ZXSpectrum48k wrote:
“Looking at HSBC 60% LTV mortgages (as a reference benchmark)
2y fixed = swap + 65bps, 5y fixed = swap + 100bps, 10y fixed = swap + 205 bps
So the forward credit spreads are already quite steep (2y3y at 185bp and 5y5y at 300bp). It’s not clear to me why 2y fix + rolling into an SVR for 3y is going to be worse than a current 5y fix. In fact, the 10-year fix looks pretty expensive at that credit spread.”
I’d love it if someone could unpick that a bit so that I could compare mortgages in this manner myself in future. Where do the 2y fixed = swap + 65bps parts come from? Looking at the HSBC rates use as example, I see them at 2y=1.49%, 3y=1.54y, 5y=1.59% and 10y=3.14% (10y is only available in “fee-saver” guise so I’ve quoted rates for same product flavours of other durations too).

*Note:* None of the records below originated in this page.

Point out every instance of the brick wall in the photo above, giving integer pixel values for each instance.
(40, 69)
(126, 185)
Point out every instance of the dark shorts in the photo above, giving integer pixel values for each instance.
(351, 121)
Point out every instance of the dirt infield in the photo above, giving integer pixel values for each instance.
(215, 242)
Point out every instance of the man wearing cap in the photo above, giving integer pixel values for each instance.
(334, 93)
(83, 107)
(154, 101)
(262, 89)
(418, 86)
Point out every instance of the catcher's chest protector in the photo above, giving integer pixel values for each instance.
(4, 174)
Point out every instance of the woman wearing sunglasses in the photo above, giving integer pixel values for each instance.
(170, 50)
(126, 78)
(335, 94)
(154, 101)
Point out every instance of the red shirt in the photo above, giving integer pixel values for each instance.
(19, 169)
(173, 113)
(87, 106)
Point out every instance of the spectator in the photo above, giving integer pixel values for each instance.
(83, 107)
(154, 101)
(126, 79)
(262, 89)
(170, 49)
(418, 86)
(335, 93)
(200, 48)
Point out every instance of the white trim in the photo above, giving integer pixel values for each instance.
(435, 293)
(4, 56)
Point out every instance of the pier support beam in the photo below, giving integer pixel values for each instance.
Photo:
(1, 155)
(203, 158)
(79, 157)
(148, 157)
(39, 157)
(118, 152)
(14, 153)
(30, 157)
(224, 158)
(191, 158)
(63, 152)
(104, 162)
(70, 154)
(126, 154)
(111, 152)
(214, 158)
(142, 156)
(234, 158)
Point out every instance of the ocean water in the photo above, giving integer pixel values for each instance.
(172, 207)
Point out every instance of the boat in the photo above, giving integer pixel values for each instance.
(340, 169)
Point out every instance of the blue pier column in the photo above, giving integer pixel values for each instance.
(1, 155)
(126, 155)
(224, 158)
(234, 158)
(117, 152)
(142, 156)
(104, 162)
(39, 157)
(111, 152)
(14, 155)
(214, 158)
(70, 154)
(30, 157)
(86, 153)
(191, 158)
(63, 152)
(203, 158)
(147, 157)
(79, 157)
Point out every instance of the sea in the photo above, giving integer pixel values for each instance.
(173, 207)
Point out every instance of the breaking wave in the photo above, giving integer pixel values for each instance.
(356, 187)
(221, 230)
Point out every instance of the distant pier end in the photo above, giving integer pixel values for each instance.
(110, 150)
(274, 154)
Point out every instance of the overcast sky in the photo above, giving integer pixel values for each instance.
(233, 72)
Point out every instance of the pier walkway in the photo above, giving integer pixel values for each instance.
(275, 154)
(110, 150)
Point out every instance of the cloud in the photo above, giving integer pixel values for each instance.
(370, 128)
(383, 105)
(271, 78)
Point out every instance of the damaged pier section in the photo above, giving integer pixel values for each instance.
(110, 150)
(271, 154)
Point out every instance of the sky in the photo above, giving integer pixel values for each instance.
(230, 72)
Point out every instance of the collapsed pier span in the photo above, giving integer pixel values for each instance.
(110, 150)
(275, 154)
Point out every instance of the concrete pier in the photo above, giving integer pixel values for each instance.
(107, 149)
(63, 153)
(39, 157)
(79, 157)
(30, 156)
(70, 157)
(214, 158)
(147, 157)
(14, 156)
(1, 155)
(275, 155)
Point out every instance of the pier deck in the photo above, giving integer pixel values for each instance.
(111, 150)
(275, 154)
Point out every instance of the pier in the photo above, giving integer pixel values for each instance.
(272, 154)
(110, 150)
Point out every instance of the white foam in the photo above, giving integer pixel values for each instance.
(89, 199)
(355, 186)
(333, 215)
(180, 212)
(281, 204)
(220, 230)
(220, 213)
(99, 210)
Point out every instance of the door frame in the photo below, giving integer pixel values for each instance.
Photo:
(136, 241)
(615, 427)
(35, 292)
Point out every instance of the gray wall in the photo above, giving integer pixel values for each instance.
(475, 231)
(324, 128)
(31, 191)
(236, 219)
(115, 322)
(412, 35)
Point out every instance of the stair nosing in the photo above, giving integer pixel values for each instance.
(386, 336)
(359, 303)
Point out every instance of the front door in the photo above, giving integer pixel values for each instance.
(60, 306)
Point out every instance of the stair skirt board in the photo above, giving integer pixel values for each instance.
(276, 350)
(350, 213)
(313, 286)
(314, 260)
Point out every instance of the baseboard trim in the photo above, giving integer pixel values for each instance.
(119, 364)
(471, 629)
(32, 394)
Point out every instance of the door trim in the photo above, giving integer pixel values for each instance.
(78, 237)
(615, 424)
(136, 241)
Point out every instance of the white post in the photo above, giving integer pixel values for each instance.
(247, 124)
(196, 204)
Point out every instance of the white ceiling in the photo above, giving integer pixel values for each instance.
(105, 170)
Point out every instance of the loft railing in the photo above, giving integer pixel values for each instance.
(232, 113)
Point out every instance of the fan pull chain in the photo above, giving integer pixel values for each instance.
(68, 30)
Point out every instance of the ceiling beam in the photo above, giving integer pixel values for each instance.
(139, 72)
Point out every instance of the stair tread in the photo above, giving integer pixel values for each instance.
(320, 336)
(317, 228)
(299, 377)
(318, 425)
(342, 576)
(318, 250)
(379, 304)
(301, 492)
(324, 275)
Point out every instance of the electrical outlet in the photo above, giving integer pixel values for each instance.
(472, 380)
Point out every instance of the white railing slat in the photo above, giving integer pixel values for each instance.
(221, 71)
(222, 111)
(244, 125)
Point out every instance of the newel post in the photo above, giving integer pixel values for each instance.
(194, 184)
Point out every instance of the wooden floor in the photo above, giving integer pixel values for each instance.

The deltas between the HSBC percentage rates don’t map simply to the “swap + n” rates given by ZX as far as I can see.
Is it then a case of computing the forward rates via something like this method?
https://www.investopedia.com/ask/answers/043015/how-do-i-convert-spot-rate-forward-rate.asp
(Btw, is there a syntax cheatsheet for formatting comments? I’d have put that quotation in a blockquote or italicised it if I knew how…)
In my mid-20s I had a ghastly experience that changed my attitude to debt and spending for the rest of my life.
3 years after graduation, I found myself working in Malaysia with, for me, a big overdraft.
I was called into my local branch of Standard Chartered Bank and, without warning, told that my account was frozen until the overdraft was cleared. I left the bank shell-shocked, counting the loose change in my pocket and wondering how I would manage to buy fuel to get to work.
It was a nightmare but taught me never ever to get in that situation again.
TP2.
One thing I can’t understand about this whole debate is why doesn’t everyone just look at the mortgage payment as the monthly living expense that it is. If you didn’t own a home, you would be paying rent, which means paying off your landlord’s mortgage instead (and then some). No one seems to suggesting paying rent months or years ahead of time, depriving yourself of money to spend or invest now. That would be silly. A mortgage is basically like paying rent to the bank anyway.
Likewise, no one is suggesting paying other living expenses ahead of time. For instance, I don’t know anyone who stockpiles non perishable food on the basis that it will be cheaper than buying it as and when needed over the next 30 years.
I have a big problem with your argument. For most people, it takes 25-30 years to pay off a mortgage, most of their working life. The benefits of investing in a tax sheltered account take years. The average rate of return from investing is higher than the rate on the mortgage debt. In theory, what you say is all good. In reality, retirees cannot eat, pay utility bills etc on the equity on their house, but they can from a diversified portfolio which has had years to even out the stock markets ups and downs and compound.